October 16, 2014
Written by Maximus Peperkamp, M.S. Verbal Behaviorist
Dear Reader,
It dawned on this writer recently that mankind
as a whole hasn’t yet become truly verbal. We use words, but how do we speak? With Noxious
Verbal Behavior (NVB) as our main way of communicating, we don’t embody
our language. We can’t “find our voice”, let alone “speak with one voice”, as
long as the sound of our voice doesn’t get our attention. Many years ago, when
this writer first discovered the importance of self-listening, he foresaw that what
he now calls Sound Verbal Behavior (SVB), would only spread by word of mouth.This writing is not going to change that.
Expressions as “my word of honor”, “words are cheap”, “I’ll
give you my word”, “actions speak louder than words”, “he didn’t keep his word”
or “he broke his word”, refer to how we sound. Ancient philosophers, like Plato,
knew what many seem to have forgotten today: there is a connection between
sound and meaning.
We speak of trust or lack of trust when we say “take my word
for it” or “these are empty words.” When we are taking an oath, we swear to speak the
truth. And, his relationship is meaningful because “he felt moved by what she
said” although “it took a while for the words to sink in.” After his story “had
struck a chord” they harmonized and resonated together. When we say “sounds good
to me”, we agree.
It is no coincidence that NVB is everywhere. Only once in
blue moon are we allowed to say to each other “it’s not what you say, but how
you say it!” Because we are not used it, we don’t tolerate feedback from others
about how we speak. Consequently, we basically
don’t care at all about how we sound and most of our interactions just sound terrible.

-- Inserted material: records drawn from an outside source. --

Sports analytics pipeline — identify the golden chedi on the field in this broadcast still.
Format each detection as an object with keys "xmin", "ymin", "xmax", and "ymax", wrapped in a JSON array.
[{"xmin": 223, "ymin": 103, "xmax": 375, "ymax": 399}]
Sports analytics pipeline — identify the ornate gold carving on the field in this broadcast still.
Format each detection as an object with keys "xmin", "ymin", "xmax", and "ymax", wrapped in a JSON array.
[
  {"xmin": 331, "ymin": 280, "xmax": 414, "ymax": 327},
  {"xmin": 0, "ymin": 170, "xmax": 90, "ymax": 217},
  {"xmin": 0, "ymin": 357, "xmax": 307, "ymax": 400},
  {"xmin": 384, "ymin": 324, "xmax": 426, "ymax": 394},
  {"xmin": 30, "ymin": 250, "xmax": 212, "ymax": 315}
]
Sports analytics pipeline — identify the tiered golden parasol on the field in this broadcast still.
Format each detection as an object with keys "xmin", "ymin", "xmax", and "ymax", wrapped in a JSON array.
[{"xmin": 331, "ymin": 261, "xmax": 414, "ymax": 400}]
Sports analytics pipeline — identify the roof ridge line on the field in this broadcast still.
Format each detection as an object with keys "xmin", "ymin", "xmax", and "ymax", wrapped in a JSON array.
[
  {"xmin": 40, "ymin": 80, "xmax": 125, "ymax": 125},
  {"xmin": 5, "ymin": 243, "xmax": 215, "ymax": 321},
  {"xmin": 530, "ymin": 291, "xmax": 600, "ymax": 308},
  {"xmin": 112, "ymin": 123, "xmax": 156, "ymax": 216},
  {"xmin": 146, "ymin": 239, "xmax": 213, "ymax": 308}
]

If it looks and feels bad, if it sounds cold, phony, pompous, pushy, pretentious, contrived, guarded, saintly, wordy, edgy, arrogant and incendiary, it
isn’t communication, but it is domination, exploitation, humiliation, alienation,
dissociation, distraction and fabrication. During SVB, by contrast, we sound good, we feel
good and we communicate in an effortless manner. We haven’t had very much SVB,
because we haven’t been taught to be attentive to how we sound while we talk.
The only way in which we are going to achieve, maintain and increase
SVB is by listening to ourselves while we speak.